When you think of Porsche coupes, chances are this is the body style that comes to mind first. It featured the trademark Fuchs alloy wheels, as well as the “whale tail” spoiler (talk about instant recognition). The headlights built into raised front fenders and the low, swept hood, and the raked back windscreen are just a few of the visual design elements that make this such a popular model.
Under the Bonnet
Open it up, and you’ll find Porsche’s 3.2 litre flat-6 engine. It was air and oil cooled (no water here), and managed to produce 231 bhp with 284 Nm of torque. Shifting through the five gears with the gearbox was a true joy, as well. This year model also introduced the Bosch Motronic system, which was designed to ensure power and performance, as well as better fuel economy from the boxer engine. Of course, the Turbo variant changed things up.
Coupe vs.

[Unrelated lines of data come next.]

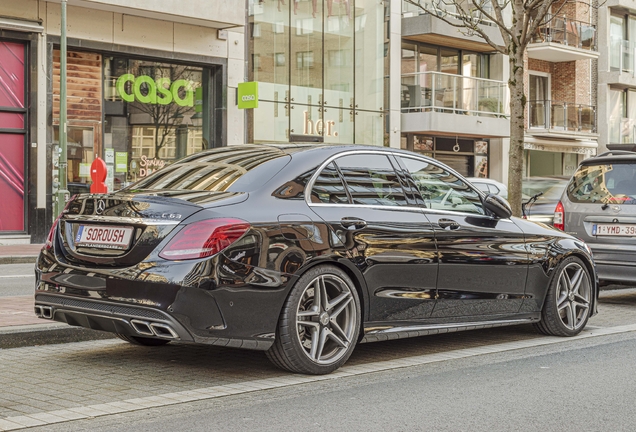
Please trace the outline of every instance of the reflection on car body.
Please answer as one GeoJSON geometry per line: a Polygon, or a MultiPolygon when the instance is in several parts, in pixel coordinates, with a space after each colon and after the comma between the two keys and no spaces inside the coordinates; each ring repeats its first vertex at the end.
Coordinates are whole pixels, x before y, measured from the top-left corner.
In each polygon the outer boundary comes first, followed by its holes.
{"type": "Polygon", "coordinates": [[[311,374],[358,342],[522,323],[579,333],[598,295],[587,246],[510,214],[406,151],[214,149],[74,197],[38,258],[36,313],[134,344],[265,350],[311,374]],[[126,249],[75,243],[99,226],[131,229],[126,249]]]}

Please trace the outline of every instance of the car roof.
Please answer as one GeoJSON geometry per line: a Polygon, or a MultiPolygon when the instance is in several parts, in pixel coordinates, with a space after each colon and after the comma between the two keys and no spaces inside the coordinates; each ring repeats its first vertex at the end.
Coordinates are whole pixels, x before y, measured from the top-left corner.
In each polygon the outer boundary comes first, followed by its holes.
{"type": "Polygon", "coordinates": [[[625,150],[612,150],[605,153],[601,153],[598,156],[585,159],[581,162],[581,166],[600,165],[606,163],[636,163],[636,152],[625,150]]]}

Cabriolet and Targa
The 1985 Porsche 911 Carrera was produced in three different body styles, including the coupe, the cabriolet and the Targa model. However, the coupe managed to gain the most traction in the market because the body was much more rigid. This offered better handling and performance, particularly around corners (Porsche’s perennial area of best performance). Both the cabrio and the Targa models suffered from greater body flex, as well as increased weight (not good things in a performance-oriented vehicle).
Inside the coupe, drivers found a compact space that was nevertheless well laid out and quite accommodating. The seats featured fabric upholstery, with leather trim, or buyers could opt for the full leather treatment (this became a standard feature in later years and the fabric upholstery option was phased out). Other standard features included things like power windows and air conditioning. A power sunroof was also provided.
The only drawback to the 1985 Porsche Carrera 3.2 Coupe was the seating (although the four-speed gearbox wasn’t particularly popular). Yes, it offered two seats in the rear, but unless your rear passengers were small children, that space was better used for storing luggage or your shopping. In contrast, the two front seats were very supportive, and comfortable, and there was more than ample leg and headroom for even taller drivers.
The 911 ran for more than a dozen years in its “true” form (it actually had a much, much longer production run, but most buyers preferred the early 1970’s models, which are much more sought after and valuable today). Porsche updated the 911 each year. For 1985, the changes included central locking, as well as the use of a windshield-mounted antenna (as opposed to the older, fender-mounted style).